その折、『青空そば大学』と銘打った主催事業を計画し、①種蒔き~②除草・土寄せ~③収穫~④脱穀~⑤そば打ちを体験してもらいました。(子ども連れ参加もありましたが、年配者も多かったです。)参加者は、土曜日の昼前に入所し、夕食の後で、専門家から蕎麦に関する講義や夜のイベント参加等があります。日曜日の昼食後に退所するという日程でした。農作業もしますが、体験程度なので、実際のお膳立ては、所員が担当しました。
 蕎麦の若葉が出てきた頃、ニホンジカの食害に合いました。カセット・テープレコーダーに「人の話し声や歌」のエンドレス・テープを入れ、一晩中、流しておき、朝夕に点検しました。除草・土寄せと言っても一回という訳にもいかず、私たち所員が炎天下に汗水を流して取り組みました。収穫後の天日干し管理も、私たちで、脱穀は精米所に持って行きました。ビニル制シートの上で干して回収した蕎麦の実から、殻を取り除いて蕎麦粉にすると、悲しくなる程、量が少なくなってしまいます。
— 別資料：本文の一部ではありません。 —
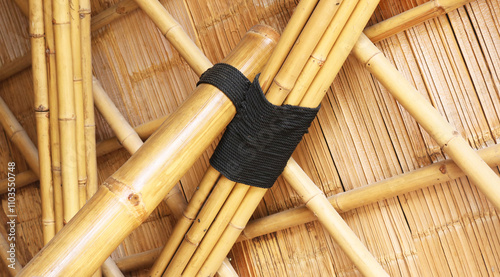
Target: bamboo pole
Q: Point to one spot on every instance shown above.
(175, 35)
(318, 88)
(182, 226)
(67, 116)
(316, 201)
(429, 118)
(212, 235)
(76, 47)
(53, 120)
(131, 194)
(18, 136)
(41, 106)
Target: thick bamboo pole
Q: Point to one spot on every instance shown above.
(184, 223)
(41, 107)
(18, 136)
(430, 119)
(131, 194)
(175, 35)
(67, 116)
(317, 90)
(411, 18)
(54, 111)
(316, 201)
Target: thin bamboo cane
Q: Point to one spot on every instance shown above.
(182, 226)
(324, 78)
(316, 201)
(436, 173)
(11, 263)
(430, 119)
(233, 230)
(54, 123)
(112, 13)
(411, 18)
(109, 269)
(131, 193)
(66, 96)
(175, 35)
(318, 56)
(198, 229)
(41, 106)
(212, 235)
(76, 47)
(18, 136)
(88, 99)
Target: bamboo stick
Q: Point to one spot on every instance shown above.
(411, 17)
(231, 233)
(131, 193)
(212, 235)
(182, 226)
(76, 47)
(430, 119)
(88, 99)
(41, 106)
(316, 201)
(66, 104)
(18, 136)
(175, 35)
(198, 229)
(318, 88)
(54, 111)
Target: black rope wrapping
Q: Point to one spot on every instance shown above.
(261, 137)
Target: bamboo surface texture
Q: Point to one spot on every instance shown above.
(362, 141)
(126, 206)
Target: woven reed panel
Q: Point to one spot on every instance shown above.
(361, 135)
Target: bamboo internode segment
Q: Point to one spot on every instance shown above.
(175, 35)
(131, 193)
(412, 17)
(316, 201)
(18, 136)
(429, 118)
(67, 116)
(41, 107)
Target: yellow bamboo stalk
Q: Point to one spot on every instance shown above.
(54, 111)
(182, 226)
(66, 104)
(76, 47)
(288, 37)
(411, 18)
(316, 201)
(429, 118)
(233, 230)
(131, 194)
(41, 106)
(318, 56)
(199, 227)
(219, 225)
(175, 35)
(112, 13)
(313, 31)
(88, 99)
(18, 136)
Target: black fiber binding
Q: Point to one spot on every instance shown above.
(260, 139)
(228, 79)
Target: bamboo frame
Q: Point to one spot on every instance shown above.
(41, 107)
(66, 101)
(429, 118)
(131, 193)
(53, 120)
(18, 136)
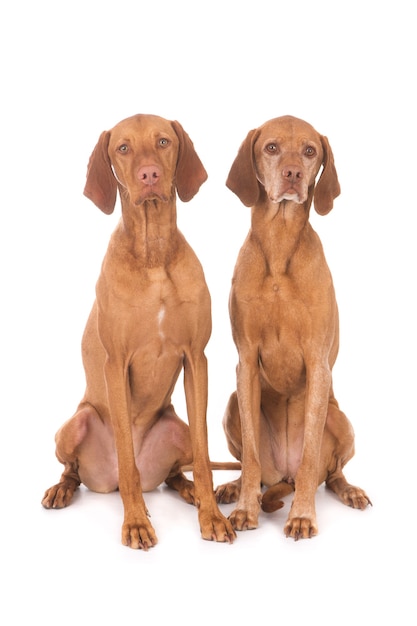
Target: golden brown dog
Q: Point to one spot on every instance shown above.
(283, 422)
(151, 318)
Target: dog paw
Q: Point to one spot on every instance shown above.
(218, 528)
(139, 536)
(300, 528)
(60, 495)
(355, 497)
(227, 493)
(242, 519)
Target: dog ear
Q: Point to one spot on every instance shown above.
(242, 178)
(190, 173)
(101, 185)
(327, 188)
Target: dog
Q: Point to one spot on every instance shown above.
(283, 422)
(151, 319)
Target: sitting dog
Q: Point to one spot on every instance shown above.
(283, 422)
(150, 320)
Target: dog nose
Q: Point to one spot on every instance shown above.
(292, 173)
(149, 174)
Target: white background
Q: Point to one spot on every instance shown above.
(71, 70)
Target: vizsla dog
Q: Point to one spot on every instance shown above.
(151, 318)
(284, 423)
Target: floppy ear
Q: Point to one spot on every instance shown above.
(101, 185)
(327, 188)
(190, 173)
(242, 178)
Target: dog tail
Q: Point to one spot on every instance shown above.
(217, 465)
(271, 499)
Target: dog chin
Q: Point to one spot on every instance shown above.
(292, 196)
(152, 196)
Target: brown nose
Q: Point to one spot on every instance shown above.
(292, 173)
(149, 174)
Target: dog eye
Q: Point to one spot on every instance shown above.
(310, 151)
(272, 148)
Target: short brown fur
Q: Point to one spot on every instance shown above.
(150, 320)
(284, 423)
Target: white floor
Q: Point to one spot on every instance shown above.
(73, 71)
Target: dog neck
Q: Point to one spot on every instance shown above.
(280, 229)
(150, 231)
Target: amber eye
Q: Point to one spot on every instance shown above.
(310, 151)
(272, 148)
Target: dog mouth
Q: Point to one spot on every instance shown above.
(151, 194)
(289, 194)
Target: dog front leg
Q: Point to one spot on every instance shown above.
(137, 531)
(301, 522)
(213, 525)
(245, 516)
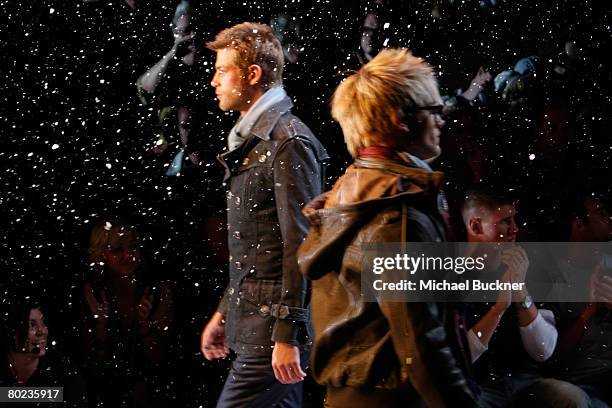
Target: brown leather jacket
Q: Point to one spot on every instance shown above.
(389, 345)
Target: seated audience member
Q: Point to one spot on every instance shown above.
(584, 352)
(128, 321)
(28, 361)
(387, 354)
(510, 338)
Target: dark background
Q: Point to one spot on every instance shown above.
(73, 141)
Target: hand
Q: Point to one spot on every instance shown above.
(517, 262)
(99, 310)
(600, 287)
(145, 305)
(286, 363)
(213, 343)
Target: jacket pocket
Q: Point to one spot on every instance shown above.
(256, 321)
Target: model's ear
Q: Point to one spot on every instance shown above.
(475, 225)
(254, 74)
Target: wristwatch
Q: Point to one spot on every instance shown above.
(526, 303)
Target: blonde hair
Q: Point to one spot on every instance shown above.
(255, 45)
(107, 235)
(367, 102)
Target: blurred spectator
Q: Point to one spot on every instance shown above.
(27, 360)
(129, 318)
(509, 338)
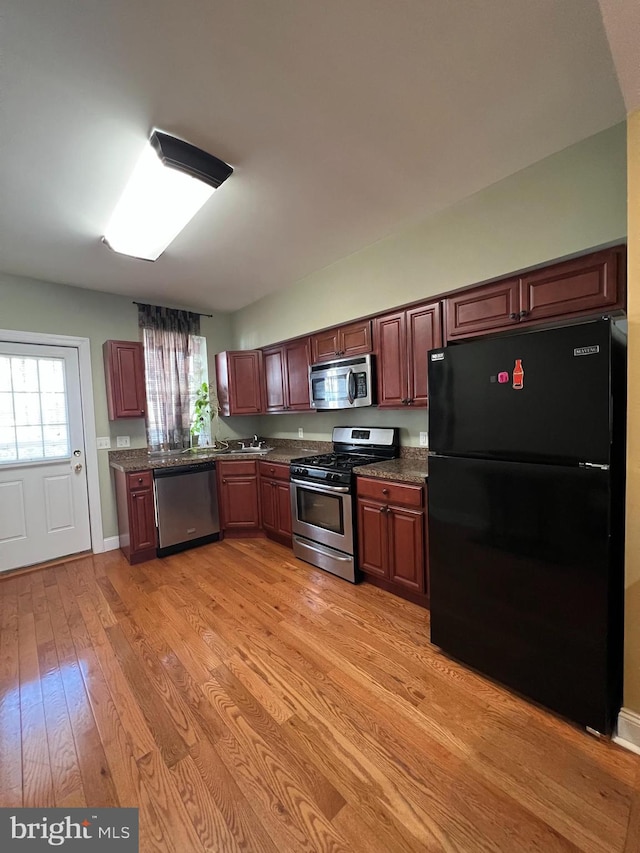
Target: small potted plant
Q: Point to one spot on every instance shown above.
(202, 413)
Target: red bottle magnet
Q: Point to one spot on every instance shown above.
(518, 375)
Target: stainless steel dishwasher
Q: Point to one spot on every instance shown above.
(186, 500)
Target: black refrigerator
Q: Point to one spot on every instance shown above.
(526, 513)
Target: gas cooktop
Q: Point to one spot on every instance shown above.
(336, 461)
(352, 447)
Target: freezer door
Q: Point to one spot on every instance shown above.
(523, 587)
(539, 396)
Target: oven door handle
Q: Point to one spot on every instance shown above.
(316, 487)
(351, 387)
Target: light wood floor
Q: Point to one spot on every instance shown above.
(245, 701)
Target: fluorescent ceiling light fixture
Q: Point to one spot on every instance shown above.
(170, 183)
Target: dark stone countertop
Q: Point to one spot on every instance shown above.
(139, 459)
(411, 467)
(403, 470)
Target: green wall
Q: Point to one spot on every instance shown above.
(563, 205)
(568, 203)
(38, 306)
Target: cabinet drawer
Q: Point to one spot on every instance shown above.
(237, 469)
(388, 491)
(274, 470)
(140, 480)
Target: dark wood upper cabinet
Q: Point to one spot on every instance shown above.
(124, 377)
(239, 380)
(586, 284)
(286, 372)
(568, 289)
(342, 341)
(402, 340)
(483, 309)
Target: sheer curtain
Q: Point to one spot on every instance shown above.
(171, 341)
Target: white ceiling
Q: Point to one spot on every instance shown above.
(343, 119)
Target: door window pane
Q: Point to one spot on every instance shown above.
(34, 423)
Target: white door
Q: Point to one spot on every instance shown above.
(44, 507)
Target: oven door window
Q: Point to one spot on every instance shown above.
(319, 509)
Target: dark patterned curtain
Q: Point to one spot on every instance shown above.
(167, 336)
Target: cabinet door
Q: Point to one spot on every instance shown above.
(372, 538)
(482, 309)
(297, 358)
(268, 504)
(239, 382)
(275, 379)
(406, 547)
(282, 492)
(355, 339)
(238, 495)
(424, 332)
(325, 345)
(578, 286)
(391, 346)
(142, 522)
(342, 341)
(124, 376)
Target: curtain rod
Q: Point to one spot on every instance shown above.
(172, 309)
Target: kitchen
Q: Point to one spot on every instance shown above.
(419, 261)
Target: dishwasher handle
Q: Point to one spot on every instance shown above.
(177, 470)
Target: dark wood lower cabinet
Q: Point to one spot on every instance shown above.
(392, 536)
(275, 501)
(238, 498)
(136, 515)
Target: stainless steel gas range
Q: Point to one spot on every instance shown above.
(322, 497)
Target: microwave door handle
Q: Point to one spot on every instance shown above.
(351, 387)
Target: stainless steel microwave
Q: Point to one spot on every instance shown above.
(342, 384)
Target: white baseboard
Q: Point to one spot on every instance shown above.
(111, 543)
(628, 730)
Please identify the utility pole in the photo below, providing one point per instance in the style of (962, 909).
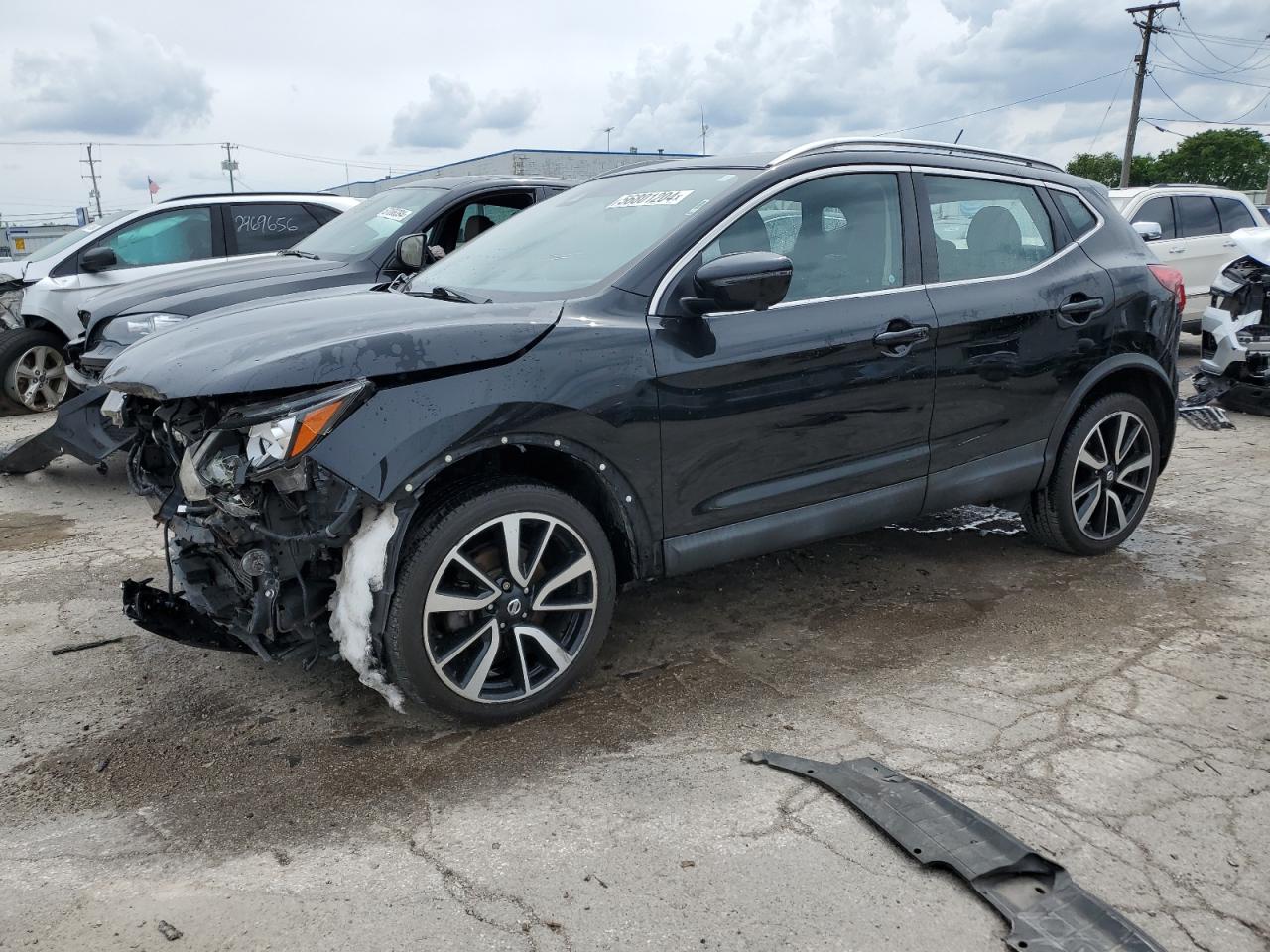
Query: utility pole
(95, 194)
(229, 163)
(1141, 60)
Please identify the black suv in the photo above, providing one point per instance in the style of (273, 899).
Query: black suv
(666, 368)
(359, 248)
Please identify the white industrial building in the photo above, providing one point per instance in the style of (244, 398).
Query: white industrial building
(21, 240)
(561, 163)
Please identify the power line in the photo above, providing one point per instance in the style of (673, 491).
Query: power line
(1220, 40)
(1209, 51)
(1215, 122)
(1003, 105)
(1141, 62)
(1206, 122)
(1215, 79)
(1114, 96)
(1213, 71)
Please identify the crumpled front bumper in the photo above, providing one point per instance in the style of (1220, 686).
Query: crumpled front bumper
(173, 617)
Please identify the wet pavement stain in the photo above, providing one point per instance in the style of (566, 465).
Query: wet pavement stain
(27, 531)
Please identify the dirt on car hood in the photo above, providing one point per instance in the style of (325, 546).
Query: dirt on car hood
(308, 341)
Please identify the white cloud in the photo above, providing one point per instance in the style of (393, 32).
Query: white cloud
(451, 114)
(806, 68)
(128, 84)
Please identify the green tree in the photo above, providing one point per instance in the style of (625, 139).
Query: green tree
(1105, 168)
(1237, 159)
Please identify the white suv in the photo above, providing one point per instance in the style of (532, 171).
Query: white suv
(42, 295)
(1194, 235)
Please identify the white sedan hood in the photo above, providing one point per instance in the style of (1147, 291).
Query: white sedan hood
(1254, 241)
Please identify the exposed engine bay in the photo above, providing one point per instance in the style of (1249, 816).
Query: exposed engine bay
(255, 531)
(1234, 344)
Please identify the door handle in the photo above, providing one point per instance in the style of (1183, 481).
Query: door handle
(1086, 304)
(896, 343)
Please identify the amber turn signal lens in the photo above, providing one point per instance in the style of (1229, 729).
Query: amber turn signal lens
(313, 425)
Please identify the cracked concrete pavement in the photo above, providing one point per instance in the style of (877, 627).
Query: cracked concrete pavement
(1114, 714)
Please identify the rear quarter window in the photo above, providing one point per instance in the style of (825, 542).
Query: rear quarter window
(1080, 218)
(1197, 216)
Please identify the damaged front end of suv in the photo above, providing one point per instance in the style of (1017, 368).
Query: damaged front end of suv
(1234, 345)
(258, 535)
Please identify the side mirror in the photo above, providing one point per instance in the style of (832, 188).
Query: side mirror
(747, 281)
(98, 259)
(1150, 230)
(413, 253)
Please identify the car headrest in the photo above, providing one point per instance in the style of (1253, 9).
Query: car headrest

その収量の少なさに驚くと共に、稲作が蕎麦作りより何十倍も効率の良いことを体験して知りました。
 ・・・そんな、裏話のひとつとして、収穫前の蕎麦畑の様子を点検に行き、「まだ、蕎麦の花が枯れずに付いている」と、花の揺れる光景や、寝ころんで見上げた孤雲の青空を覚えていて、懐かしみました。

蕎麦の実

            * * * *

 ところで、メインイベントは、何んと言っても蕎麦打ちで、自分で(種蒔き・収穫した蕎麦粉から)打った蕎麦を食べることです。
これは、参加者のみならず、私たち所員も同感で、最終回となるこの日は格別でした。

 そして、『青空そば大学』ですから、講義や体験等の単位が認められ卒業証書が授与されます。さらに、「年越し蕎麦」用に蕎麦粉3㎏が、お土産として贈与され、参加者は、きっと満足して帰宅されて行ったことと思います。
 私も子どもの頃、「お餅」や「手打ちうどん」を祖母や母が伸すのは見ていましたが、「蕎麦打ち」体験は初めてでした。私も、残った蕎麦粉を所(少年の家)からいただいてきたので、その年の「年越し蕎麦」を、家内の協力を得ながらも、自力で作ってみました。
 『蕎麦粉だけでは切れてしまうので、伸し粉を何割か入れます』とか、『出来上がりの蕎麦の硬さは、茹で方で決まるのでは無く、練った時の硬さで決まる』などと講釈しながら、伸した蕎麦粉を包丁で切断した。大鍋で2回茹でて、少しは成功に近い方を、家内の弟の所へ届け、残りの方を我が家の年越し蕎麦としていただきました。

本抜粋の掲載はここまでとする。